In each case, we need to specify a maximum tolerance on the integral relative error ε. The GSLcquad algorithm only performs one-dimensional integrals, and we thus implement nested integrals with same ε to perform the full three-dimensional integral. There are three potential sources of error associated to the analytical pair count calculation: the p(r) estimation, the ω(θ) estimation, and the precision on numerical integrals. In our methodology, the error level associated to each source is controlled respectively by the binning in p(r), angular map resolution nside, and ε. In the last case however, we note that different algorithms can yield slightly different results even if ε is very small.

Regarding the performances of the RR implementation, for the two considered surveys and considering 6000 bins in (s, μ), the full RR(s, μ) based on Eq. (12) takes about 5−20 min on a single CPU using the CUBA library, even for ε ≈ 10−6 (GSL takes significantly more time when ε <  10−3). In principle, we gain an additional factor of two when using the pair line-of-sight mid-point definition, as in that case, there is a symmetry along the line of sight for auto-correlation and we only need to compute μ >  0 pairs. The run time depends on the number of bins in (s, μ) but also in principle, on the shape of the integrand, as for complex p(r) or ω(θ), the integrals will take more time to converge (although, in our case, we did not see any noticeable difference). For the RR multipole moments in Eq. (14), the calculation only takes about 5 s with CUBA algorithms using 30 bins in s, independently of the adopted value of ε.

Regarding DR, the run times for the approximation in Eq. (21) are similar to those for RR by definition. However, the evaluation of Eq. (20) leads to large computational times of up to several weeks on a single CPU for large datasets. The run times scale linearly with the number of objects in the data sample. In that case, direct data-random pair counting might be more efficient.

The C code that follows this implementation is publicly available2. It can be used with any input p(r) and ω(θ) to predict RR or DR pair counts.

3.2. Survey selection functions

We consider two realistic redshift survey selection functions, those of SDSS-BOSS DR12 CMASS (Alam et al. 2015) and VIPERS PDR2 (Scodeggio et al. 2018) galaxy samples. We use the public galaxy catalogues3 and associated angular masks. Those two samples have complementary properties and thus allow testing the method in different conditions. Indeed, while BOSS survey is wide and has a low galaxy number density, VIPERS is much narrower and denser. Each survey is composed of two separated fields on the sky but here we only consider the BOSS North Galactic Cap (NGC) and VIPERS W1 fields and we focus on 0.5 <  z <  0.75 and 0.7 <  z <  1.2 redshift intervals for BOSS and VIPERS, respectively.
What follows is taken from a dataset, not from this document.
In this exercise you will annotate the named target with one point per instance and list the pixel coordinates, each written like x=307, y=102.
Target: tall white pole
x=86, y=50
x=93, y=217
The radial selection functions are shown in Fig. 1. The BOSS p(r) is estimated from the data by taking the histogram of galaxy comoving distances and cubic-spline interpolating between the bins. In the case of VIPERS, we use the fitting function for the redshift distribution given in de la Torre et al. (2013). We assumed two cosmologies to convert redshift to comoving distance: flat ΛCDM with Ωm = 0.31 and Ωm = 0.25 for BOSS and VIPERS, respectively. Nonetheless, the choice of fiducial cosmology has no impact on the accuracy of the analytical predictions.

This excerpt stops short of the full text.